A través de la historia hemos desarrollado un sinfín de métodos para intentar descifrar


las verdades del universo, el hombre desde que es hombre ha dedicado su vida y su
corta existencia como especie en el planeta a buscar la verdad y en este buscar crea
cosas fantásticas, asombrosas, producto de su conocimiento y su entendimiento de las
cosas del mundo. Pero en esta misma necesidad comete errores algunos tan enormes que
pasan generaciones enteras, siglos enteros para poder ser derrumbados por las mismas
acciones de otros hombres en otras épocas, por ejemplo el mito que los reyes eran hijos
o descendientes de algún dios y que por esta razón señoreaban sobre el resto de las
personas no fue derrumbado sino milenios después de que surgiera la ciencia. En éste
caso nos enseñó que no solo los reyes no descendían de algún dios, sino que además lo
más probable es que los dioses mismos no existan. Por eso inicie este escrito con la
frase que pudieron leer al principio, y es que si lo que nosotros vemos en el mundo es el
mundo realmente como es, sería un absurdo mismo que nos estemos preguntado por las
cosas, ¿por qué las manzanas caen hacia abajo? Newton parecería un tonto haciéndose
esa pregunta, ¡pues hombre Newton! las manzanas caen porque así es el mundo,
respondería otro y serían un genio, la historia nos dice que el verdadero genio fue
Newton al preguntarse algo tan sencillo y gracias a esa pregunta tan sencilla el
cosmonauta soviético Yuri Gagarin se convirtió en el primer ser humano en ir al
especio. Por supuesto, hay mucha más ciencia y técnica para lanzar un cohete al espacio
y más aún si es tripulado por los humanos, pero me refiero acá a los principios que
hacen posible saber y determinar con que velocidad se debe lanzar un cohete para poder
romper la fuerza de gravedad y evitar que el cohete caiga como una manzana en la
cabeza de Newton. Pero todo esto lo podemos resumir en una pregunta ¿por qué el
mundo es cómo es? Y en el tema central de este artículo, quiero que, reflexionemos
sobre una cuestión que no escapa a nuestra realidad social del día a día y además seguro
la estamos viviendo ¿por qué hay personas pobres y otras no son pobres? Para
muchos la respuesta es simple: La pobreza del hombre es una condición natural.

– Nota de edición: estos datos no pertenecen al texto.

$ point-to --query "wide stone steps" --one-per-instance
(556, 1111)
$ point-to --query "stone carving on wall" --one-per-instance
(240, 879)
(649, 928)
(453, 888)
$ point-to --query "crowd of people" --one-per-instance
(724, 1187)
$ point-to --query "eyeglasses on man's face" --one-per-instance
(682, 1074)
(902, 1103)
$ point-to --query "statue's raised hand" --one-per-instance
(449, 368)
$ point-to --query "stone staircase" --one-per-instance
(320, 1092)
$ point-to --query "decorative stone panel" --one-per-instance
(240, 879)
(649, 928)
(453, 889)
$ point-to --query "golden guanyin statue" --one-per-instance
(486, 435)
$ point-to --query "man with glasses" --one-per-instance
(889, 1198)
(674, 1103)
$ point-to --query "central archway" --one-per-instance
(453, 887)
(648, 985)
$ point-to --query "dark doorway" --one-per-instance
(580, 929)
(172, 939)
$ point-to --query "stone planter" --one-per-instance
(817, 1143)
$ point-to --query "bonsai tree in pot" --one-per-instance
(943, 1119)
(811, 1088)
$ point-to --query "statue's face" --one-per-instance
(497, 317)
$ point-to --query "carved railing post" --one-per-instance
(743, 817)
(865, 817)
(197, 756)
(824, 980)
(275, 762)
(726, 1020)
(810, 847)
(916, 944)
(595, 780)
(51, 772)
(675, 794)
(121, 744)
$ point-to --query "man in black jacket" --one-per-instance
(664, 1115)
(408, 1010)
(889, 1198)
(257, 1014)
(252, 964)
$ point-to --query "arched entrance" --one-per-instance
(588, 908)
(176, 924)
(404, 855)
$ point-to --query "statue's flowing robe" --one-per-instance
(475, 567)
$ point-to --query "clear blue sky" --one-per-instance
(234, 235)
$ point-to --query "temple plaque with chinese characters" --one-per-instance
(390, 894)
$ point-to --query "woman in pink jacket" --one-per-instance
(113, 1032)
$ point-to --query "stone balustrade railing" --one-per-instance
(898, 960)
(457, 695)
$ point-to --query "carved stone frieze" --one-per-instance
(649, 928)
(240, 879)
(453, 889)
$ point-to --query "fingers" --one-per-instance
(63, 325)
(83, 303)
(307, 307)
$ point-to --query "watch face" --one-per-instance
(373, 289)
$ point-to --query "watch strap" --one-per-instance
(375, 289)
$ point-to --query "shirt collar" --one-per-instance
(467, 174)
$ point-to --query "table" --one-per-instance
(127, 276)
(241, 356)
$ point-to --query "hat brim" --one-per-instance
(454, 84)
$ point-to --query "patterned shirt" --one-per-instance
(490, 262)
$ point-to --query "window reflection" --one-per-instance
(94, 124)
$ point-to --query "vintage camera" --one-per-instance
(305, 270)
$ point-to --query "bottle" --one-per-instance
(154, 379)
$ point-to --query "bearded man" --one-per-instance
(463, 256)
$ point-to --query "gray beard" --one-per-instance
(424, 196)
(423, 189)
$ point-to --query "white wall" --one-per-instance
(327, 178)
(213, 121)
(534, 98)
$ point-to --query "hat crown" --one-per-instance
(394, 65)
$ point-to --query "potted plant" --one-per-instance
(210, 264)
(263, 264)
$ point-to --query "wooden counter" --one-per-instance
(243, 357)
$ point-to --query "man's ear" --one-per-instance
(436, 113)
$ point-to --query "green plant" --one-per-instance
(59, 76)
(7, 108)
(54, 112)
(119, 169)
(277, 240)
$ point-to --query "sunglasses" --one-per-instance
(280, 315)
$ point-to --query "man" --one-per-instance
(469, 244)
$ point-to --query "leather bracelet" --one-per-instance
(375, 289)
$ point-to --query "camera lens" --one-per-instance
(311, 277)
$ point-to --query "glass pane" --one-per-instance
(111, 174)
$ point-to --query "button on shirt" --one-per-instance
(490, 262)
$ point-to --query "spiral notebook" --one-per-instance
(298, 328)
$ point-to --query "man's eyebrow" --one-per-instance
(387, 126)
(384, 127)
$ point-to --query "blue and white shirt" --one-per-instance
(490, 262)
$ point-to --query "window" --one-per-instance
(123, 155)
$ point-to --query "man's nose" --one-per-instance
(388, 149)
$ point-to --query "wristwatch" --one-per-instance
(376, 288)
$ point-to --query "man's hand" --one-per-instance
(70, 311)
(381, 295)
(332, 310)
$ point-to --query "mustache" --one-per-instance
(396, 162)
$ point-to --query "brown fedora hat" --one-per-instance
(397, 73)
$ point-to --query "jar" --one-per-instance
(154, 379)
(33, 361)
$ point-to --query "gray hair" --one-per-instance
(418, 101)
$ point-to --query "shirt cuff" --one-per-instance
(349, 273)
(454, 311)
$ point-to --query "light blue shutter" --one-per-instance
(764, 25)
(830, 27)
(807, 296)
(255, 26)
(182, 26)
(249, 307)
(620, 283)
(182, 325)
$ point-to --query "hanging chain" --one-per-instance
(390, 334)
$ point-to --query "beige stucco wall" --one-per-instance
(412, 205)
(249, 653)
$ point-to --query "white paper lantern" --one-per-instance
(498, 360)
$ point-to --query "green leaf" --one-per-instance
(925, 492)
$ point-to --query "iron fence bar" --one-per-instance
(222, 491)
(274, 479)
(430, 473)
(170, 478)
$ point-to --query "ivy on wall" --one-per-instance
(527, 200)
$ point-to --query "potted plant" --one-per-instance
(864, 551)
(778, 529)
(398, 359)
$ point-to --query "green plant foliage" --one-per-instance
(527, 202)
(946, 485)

Los
intelectuales agrupados en todo el espectro de la derecha política (conservador, fascista,
nazi, liberal) unos con mayor o menor matiz asumen que hay elementos sociales que
aportan a la pobreza, pero no dudan en que la pobreza en sí misma es condición natural
del hombre. Según este argumento todos nacemos pobres, ¿por qué? Porque al nacer
carecemos de cualquier acumulación material. La cuestión con éste argumento desde un
primer momento en que observamos la realidad y reflexionamos es, ¿nacen los hijos de
los príncipes de Inglaterra pobres? ¿Tienen los hijos de los grandes magnates
capitalistas del mundo “condición natural de pobreza” al nacer? Salta de inmediata la
contradicción de la idea de pobreza como condición natural y la realidad. Dicha
“condición” es sólo para los pobres, los pobres son podres “naturalmente” esto es lo que
al final y de forma enmascarada con el buen uso de un lenguaje justificativo y todo el
aparato de propaganda difunden y logran plasmar en la opinión pública general.

Pero ante esto ¿qué podemos responder? O mejor dicho, ¿Cuál es el argumento
científico que debemos usar para combatir estas ideas? existen muchas formas pero no
me alcanza el artículo para exponerlas todas, pero necesariamente debemos siempre
partir de una realidad concreta, palpable, visible, sensible, verificable. La pobreza en
términos económicos es precisamente carecer de los medios materiales necesarios para
poder llevar una vida “digna”. La producción material de bienes que permiten el acceso
a los mismos es producto del trabajo humano, por tanto no se encuentran en la
naturaleza en estado terminado, el hombre toma de la naturaleza las materias necesarias
y luego con el proceso social del trabajo las transforma en productos, bienes,
mercancías que puede usar. Entonces, la carencia de estos medios materiales
necesariamente irá ligada a la imposibilidad de acceder a la naturaleza (medios de
producción) a las herramientas y equipos (instrumentos de producción) es decir, a los
medios que hacen o posibilitan la objetivación de la fuerza de trabajo. Por supuesto, el
conocimiento es parte primordial acá, así que si se priva a las personas de educación por
ejemplo se les priva a la vez de desempañar correcta y eficazmente sus destrezas.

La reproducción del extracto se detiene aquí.